Prima delle elezioni milanesi, il Pd aveva sondato Profumo per il Comune, ma la cosa non era andata avanti. A giugno era stato intercettato in compagnia di Prodi e del suo fedelissimo Giulio Santagata alla Caffettiera di Roma, noto "covo" alle spalle di Montecitorio. Prima di partire per le vacanze, valigie per la Bolivia fatte e chiuse, arriva Tabacci a lanciargli l'invito per Labro. "Durante il viaggio, ne abbiamo parlato a lungo con Sabina" e racconta la rabbia e il magone nell'ascoltare la Cnn sull'Italia e leggere i giornali sull'Ipad. Il giudizio di Sabina, grandi occhi verdi, guardaroba soft, tempra di ferro, responsabile sostenibilità Eni (dove il padre Giuseppe era stato il "ministro" degli esteri), tipino che in sella alla sua Ducati rossa ha tenuto a bada una platea esagitata di giornalisti al momento della rottura Unicredit, annunciando lei dimissioni, liquidazione, i due milioni in beneficenza alla Casa della carità, e la temperatura dello stress, conta parecchio. E così Profumo è andato.

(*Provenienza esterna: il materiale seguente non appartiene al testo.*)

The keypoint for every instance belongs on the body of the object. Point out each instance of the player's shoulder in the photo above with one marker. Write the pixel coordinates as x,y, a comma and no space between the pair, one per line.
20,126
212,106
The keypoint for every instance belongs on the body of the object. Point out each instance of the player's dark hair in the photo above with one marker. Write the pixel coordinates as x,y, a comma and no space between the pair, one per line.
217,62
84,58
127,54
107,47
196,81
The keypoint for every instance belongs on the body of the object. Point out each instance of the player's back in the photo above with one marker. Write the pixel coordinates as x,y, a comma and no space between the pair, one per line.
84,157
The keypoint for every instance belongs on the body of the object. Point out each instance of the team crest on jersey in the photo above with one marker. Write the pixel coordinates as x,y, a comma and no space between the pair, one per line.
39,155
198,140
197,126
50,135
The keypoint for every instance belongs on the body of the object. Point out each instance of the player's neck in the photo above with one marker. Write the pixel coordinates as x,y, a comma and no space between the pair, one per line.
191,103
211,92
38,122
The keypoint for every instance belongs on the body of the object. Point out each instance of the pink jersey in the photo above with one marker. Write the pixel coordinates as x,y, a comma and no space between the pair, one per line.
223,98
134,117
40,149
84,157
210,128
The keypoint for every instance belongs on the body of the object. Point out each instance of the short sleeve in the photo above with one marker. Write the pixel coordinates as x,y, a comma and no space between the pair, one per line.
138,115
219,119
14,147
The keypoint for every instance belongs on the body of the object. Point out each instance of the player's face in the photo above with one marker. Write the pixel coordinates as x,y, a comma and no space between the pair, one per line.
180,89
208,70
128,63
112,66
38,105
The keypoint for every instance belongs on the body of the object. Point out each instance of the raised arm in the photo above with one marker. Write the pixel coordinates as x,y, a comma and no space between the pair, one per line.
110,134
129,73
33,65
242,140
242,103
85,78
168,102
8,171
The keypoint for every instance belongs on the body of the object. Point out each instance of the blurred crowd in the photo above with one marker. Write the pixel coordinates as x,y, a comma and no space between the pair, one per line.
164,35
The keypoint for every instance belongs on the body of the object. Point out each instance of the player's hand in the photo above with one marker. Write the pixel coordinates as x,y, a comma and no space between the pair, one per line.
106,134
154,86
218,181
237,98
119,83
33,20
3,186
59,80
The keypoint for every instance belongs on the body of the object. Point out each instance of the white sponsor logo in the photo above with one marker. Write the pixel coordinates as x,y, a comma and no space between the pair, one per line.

Molti lo studiano: davvero può essere un nuovo Prodi? In effetti intercetta lo stesso mondo a cavallo tra finanza e solidarietà sociale (la vecchia amicizia con Gino Strada, il sostegno alla casa della Carità di Don Colmegna, direttrice è il vice sindaco di Milano, Maria Grazia Guida). Con il Professore ha confidenza e si consulta. E non è poco. Potrebbe essere l'uomo in grado di connettere Pd con il Terzo Polo, ripetere la variante Pisapia: la politica che corre più veloce dei tornei intellettuali e del catechismo partitico. Profumo è stato un bravo scout e una delle linee guida del ramo è "Se la strada non c'è, inventala". Mai stato momento più giusto per provarci.